On each of the final three days of 2016, people talked to me about lucky pennies.
“I thought of you recently,” Leah said as she dropped ice cubes into her wine, adding to the list of wonderful people who’ve helped me realize ice in wine is a fine decision. She told me she’d seen a penny, remembered my post from last year, and decided to pick it up.
The next day, Katie told me how she and Nicole have a separate jar for the coins they find, saving up for something for the cat. “Well, mostly I find them,” she said. “Nicole will only pick up folding money.”
Then on New Year’s Eve-ternoon, Gabrielle brought out her phone to show a photo she’d taken after she’d been reminded of lucky pennies by Paul. “A shiny 2016,” she said of the penny taped inside a Christmas card which had been stuffed with lotto scratch-offs, the coin’s luck noted in an inscription.
After another year of picking up abandoned change (and documenting it), these small exchanges helped reinforce something I’d spent the past year thinking about.
Until about August 2014, I’d spent most of my time in New York City looking up. I’d carry my camera along for miles on urban hikes, snapping photos of old signs and layers of peeling paint and architectural details. But that summer, following a breakup and questioning everything that had once seemed alluring on those long walks, I left the camera behind and started looking down. I didn’t have the energy to see what I’d once seen, but mostly, I didn’t want to bump into anyone I knew and have to make small talk.

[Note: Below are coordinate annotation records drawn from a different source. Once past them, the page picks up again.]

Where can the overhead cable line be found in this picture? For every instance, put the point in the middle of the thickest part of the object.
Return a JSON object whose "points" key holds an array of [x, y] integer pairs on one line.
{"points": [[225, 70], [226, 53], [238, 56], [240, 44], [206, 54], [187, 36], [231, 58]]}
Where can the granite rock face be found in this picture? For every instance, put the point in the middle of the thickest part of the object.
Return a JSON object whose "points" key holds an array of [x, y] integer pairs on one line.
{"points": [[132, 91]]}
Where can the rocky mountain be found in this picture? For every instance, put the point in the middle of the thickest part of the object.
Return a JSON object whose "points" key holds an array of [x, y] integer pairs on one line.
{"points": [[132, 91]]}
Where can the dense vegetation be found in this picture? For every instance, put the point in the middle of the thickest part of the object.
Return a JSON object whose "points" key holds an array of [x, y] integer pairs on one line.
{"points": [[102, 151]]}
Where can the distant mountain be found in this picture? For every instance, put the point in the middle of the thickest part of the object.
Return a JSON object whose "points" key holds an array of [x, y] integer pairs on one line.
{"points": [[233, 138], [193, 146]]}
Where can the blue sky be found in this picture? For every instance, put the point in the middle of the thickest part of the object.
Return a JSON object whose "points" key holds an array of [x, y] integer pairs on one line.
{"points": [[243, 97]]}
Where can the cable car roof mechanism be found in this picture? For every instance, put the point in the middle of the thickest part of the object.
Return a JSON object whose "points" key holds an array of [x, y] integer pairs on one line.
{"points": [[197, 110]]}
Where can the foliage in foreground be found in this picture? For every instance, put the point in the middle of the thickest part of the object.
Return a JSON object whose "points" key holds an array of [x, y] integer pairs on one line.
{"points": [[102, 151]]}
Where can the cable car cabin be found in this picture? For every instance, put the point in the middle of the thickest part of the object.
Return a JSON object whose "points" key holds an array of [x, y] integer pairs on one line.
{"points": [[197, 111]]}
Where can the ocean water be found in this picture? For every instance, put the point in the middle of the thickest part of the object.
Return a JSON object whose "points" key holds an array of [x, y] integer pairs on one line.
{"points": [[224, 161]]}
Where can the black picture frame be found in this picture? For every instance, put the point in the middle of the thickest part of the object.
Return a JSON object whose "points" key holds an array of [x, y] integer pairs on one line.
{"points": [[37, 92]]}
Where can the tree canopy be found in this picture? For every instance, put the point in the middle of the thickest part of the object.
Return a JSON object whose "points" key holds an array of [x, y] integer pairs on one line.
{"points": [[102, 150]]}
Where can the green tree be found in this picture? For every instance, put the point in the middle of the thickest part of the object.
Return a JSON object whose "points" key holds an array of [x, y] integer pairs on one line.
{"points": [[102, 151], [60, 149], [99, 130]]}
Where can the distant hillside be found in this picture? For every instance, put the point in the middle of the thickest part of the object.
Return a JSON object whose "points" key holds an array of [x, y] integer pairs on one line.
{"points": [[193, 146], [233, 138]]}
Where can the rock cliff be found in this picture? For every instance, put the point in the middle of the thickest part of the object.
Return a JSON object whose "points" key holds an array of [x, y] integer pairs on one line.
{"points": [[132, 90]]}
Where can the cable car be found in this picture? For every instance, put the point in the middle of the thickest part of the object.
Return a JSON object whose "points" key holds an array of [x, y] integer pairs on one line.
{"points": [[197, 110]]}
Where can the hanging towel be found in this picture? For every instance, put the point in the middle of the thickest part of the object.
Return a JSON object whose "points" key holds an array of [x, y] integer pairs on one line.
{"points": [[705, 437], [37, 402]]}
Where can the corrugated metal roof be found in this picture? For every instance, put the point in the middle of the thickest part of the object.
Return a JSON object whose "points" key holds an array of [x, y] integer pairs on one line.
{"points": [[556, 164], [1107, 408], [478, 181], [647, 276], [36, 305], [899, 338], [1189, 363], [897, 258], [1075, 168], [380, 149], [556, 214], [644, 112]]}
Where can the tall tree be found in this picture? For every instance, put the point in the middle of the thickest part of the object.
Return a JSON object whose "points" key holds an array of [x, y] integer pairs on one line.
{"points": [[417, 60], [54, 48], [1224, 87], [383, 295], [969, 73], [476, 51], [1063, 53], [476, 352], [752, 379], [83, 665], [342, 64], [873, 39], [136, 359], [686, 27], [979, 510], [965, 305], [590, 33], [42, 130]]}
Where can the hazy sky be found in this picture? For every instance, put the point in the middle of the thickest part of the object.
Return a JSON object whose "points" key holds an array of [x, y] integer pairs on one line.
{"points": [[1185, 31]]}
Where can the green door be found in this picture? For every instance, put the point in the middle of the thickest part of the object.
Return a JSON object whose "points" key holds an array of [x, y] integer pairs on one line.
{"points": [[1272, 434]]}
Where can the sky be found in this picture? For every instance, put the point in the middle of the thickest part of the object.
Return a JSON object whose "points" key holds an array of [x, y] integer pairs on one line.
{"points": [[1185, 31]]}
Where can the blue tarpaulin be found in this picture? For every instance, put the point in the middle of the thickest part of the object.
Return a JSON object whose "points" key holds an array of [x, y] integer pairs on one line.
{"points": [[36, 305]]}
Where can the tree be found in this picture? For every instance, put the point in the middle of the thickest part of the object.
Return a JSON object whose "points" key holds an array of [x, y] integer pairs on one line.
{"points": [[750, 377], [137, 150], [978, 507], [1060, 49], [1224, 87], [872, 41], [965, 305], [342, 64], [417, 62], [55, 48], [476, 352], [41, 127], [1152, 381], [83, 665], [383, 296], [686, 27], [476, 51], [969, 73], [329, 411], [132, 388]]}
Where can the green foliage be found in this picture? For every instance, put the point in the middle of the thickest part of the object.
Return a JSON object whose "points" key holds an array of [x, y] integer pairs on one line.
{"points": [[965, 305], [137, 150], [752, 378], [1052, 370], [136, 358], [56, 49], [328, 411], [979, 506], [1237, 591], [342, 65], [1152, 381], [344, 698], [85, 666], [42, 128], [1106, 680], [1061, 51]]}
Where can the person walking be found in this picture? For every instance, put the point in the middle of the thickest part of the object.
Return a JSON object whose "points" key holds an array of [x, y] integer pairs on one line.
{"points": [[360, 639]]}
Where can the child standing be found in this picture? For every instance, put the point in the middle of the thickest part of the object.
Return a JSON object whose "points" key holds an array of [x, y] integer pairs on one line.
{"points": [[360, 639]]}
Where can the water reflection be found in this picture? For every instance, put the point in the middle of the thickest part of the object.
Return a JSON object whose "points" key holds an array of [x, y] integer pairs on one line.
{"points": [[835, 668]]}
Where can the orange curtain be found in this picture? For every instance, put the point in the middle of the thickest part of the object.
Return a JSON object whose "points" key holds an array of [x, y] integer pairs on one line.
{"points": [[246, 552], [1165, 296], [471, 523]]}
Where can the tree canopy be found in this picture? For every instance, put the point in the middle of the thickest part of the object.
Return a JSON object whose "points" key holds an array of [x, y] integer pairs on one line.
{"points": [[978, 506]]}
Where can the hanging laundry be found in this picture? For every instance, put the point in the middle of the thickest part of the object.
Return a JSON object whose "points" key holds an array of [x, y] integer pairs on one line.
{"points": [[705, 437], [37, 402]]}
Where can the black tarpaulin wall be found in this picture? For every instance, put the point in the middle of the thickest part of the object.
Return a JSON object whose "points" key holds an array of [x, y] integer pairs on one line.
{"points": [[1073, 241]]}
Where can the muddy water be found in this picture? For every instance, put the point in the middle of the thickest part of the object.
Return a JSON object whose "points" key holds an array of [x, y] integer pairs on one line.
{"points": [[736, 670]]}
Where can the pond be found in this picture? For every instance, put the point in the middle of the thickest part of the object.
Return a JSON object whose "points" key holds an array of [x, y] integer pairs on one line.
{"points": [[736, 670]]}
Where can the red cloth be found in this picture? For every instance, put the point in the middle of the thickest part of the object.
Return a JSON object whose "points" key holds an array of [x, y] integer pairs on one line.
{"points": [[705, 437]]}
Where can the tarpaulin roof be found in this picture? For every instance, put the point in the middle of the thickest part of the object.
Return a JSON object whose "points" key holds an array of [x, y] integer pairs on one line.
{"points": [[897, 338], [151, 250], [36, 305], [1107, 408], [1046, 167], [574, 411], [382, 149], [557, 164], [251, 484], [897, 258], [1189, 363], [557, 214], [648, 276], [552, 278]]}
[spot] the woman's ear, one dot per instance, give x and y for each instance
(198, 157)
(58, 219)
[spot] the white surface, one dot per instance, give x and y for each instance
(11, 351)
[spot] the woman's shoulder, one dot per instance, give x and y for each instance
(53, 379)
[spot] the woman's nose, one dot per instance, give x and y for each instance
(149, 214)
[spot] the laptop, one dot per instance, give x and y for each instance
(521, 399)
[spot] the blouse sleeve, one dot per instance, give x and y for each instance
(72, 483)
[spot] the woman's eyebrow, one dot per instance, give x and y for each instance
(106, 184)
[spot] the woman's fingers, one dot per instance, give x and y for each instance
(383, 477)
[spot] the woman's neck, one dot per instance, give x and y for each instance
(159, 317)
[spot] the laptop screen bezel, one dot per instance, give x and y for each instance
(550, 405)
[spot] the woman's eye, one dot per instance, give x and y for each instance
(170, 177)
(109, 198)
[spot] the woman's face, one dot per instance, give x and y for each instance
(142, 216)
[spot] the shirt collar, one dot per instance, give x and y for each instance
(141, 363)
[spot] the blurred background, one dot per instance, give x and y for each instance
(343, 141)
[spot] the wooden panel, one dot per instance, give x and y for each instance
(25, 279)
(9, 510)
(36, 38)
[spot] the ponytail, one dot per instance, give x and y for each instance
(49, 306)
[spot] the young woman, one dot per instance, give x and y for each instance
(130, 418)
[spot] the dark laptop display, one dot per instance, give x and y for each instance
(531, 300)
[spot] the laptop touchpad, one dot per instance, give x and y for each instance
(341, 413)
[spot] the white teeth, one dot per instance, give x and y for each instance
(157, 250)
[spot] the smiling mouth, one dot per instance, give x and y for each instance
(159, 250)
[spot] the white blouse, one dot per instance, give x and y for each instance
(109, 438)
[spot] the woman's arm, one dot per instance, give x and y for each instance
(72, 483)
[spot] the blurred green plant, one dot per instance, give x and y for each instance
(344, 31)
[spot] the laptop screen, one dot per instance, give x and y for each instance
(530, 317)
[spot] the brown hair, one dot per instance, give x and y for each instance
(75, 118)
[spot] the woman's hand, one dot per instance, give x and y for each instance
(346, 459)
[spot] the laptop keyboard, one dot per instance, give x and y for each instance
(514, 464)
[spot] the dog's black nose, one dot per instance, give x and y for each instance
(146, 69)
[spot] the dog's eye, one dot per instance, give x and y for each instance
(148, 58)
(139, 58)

That month, I noticed something strange. There had been several moments while I was walking through the city when I literally kicked a piece of spare change. “Find a penny, pick it up, all day long you’ll have good luck,” is one of those childhood phrases etched into so many of our beings, but as an adult in NYC, it never held any superstitious weight. If anything, it was something you’d avoid. God knows why that penny is there — at worst, a drunk just vomited it up after accidentally swallowing the change from his nips, instead of putting it in his pocket; at best, someone bleeding from the face used it to plug up their nose briefly before the ambulance arrived.
Still, it was hard to ignore the coincidence, and I was definitely in need of some luck. I decided to accept the risk, and I started picking them up.